7-1.歴史とは、真実か物語か
「歴史」とは、過去に起きた出来事を記録し、語り継ぐ営みである。しかし、その記録は誰が、どの視点から、何の目的で残したのかによって内容が変わる。つまり、歴史とは必ずしも「過去の真実」そのものではなく、「誰かによって編まれた物語」である場合がある。
歴史書は、単なる事実の羅列ではなく、意図と解釈に満ちている。そして時に、その解釈は「嘘を真実として語る」ことにもなる。
7-2.勝者による歴史:支配のための真実
「歴史は勝者によって書かれる」──これは歴史学の基本的な警句である。ある戦争が「解放の戦い」と呼ばれるか「侵略」と呼ばれるかは、勝った側の論理によって決まる。例えば、欧米列強による植民地支配は、かつて「文明化の使命」や「開発援助」として正当化されていた。だがその実態は、経済的搾取と文化の破壊であり、多くの命と尊厳が奪われた。
また、戦後日本においても、占領政策の一環として「正しい歴史観」が検閲と教育によって統制された。
過去の戦争責任をどう語るか、被害者意識と加害者意識のどちらに重きを置くか─その選択は、教育によって誘導される。
7-3.プロパガンダと国家神話
国家はしばしば、自らの正当性を強調するために「神話」を創り出す。それは英雄伝、建国神話、民族の純潔性などとして語られ、人々に「自分たちは正しい」と信じさせる道具となる。たとえばナチス・ドイツは、アーリア人至上主義という虚構の上に国家の優越性を築き上げ、他民族を排除・虐殺する「正義」を演出した。

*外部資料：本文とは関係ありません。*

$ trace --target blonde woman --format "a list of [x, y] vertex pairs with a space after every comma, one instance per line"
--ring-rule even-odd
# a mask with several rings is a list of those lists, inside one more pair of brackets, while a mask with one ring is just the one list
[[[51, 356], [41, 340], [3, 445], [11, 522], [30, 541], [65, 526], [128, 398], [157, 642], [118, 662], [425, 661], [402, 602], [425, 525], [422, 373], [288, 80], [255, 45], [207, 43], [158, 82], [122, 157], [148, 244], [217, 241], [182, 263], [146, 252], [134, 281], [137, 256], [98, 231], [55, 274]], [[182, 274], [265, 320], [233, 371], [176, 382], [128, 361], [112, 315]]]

現代でも、特定のリーダーや政党が、「国を救う唯一の力」として崇拝される構造が存在する。そこでは過去の不都合な事実は消され、都合のよい「栄光の歴史」だけが繰り返し語られる。
7-4.歴史修正主義と記憶の戦争
歴史は一度定まったように見えても、後から再解釈され、書き換えられることがある。それは新しい資料の発見による場合もあるが、政治的・イデオロギー的な理由による改変も少なくない。これを「歴史修正主義」と呼ぶ。
たとえば、ホロコースト否定論などは、歴史的な加害の責任から目を背けるために行われることがある。こうした行為は、単なる「学問上の意見の違い」ではなく、被害者の記憶を消し、名誉を奪う行為である。
歴史は事実の集積であると同時に、記憶と尊厳の問題でもあるのだ。
7-5.嘘から真実を掘り起こす努力
それでもなお、人類は「隠された真実」を明るみに出そうと努力してきた。
- 戦争犯罪の記録を残すジャーナリストたち
- 植民地支配の実態を明らかにする研究者
- 国家の検閲に抗って記憶を語る市民たち
彼らの仕事によって、「真実だと信じられていた嘘」が崩れ、「嘘だとされた真実」が浮かび上がることがある。このような努力こそが、歴史の「倫理的回復」を可能にする。
7-6.小さなまとめ:真実の歴史とは、絶え間ない問いかけである
「歴史の真実」は、過去のどこかに固定されているのではなく、今、私たちが何を問い、何を語ろうとするかの中にある。
- 誰が語っているのか?
- 誰が沈黙させられているのか?
- どの視点が欠けているのか?
こうした問いを繰り返す中で、私たちは「真実に近づく努力」を続けることができる。
そしてそれこそが、歴史をただの物語ではなく、「生きた記憶」として引き継ぐことに他ならない。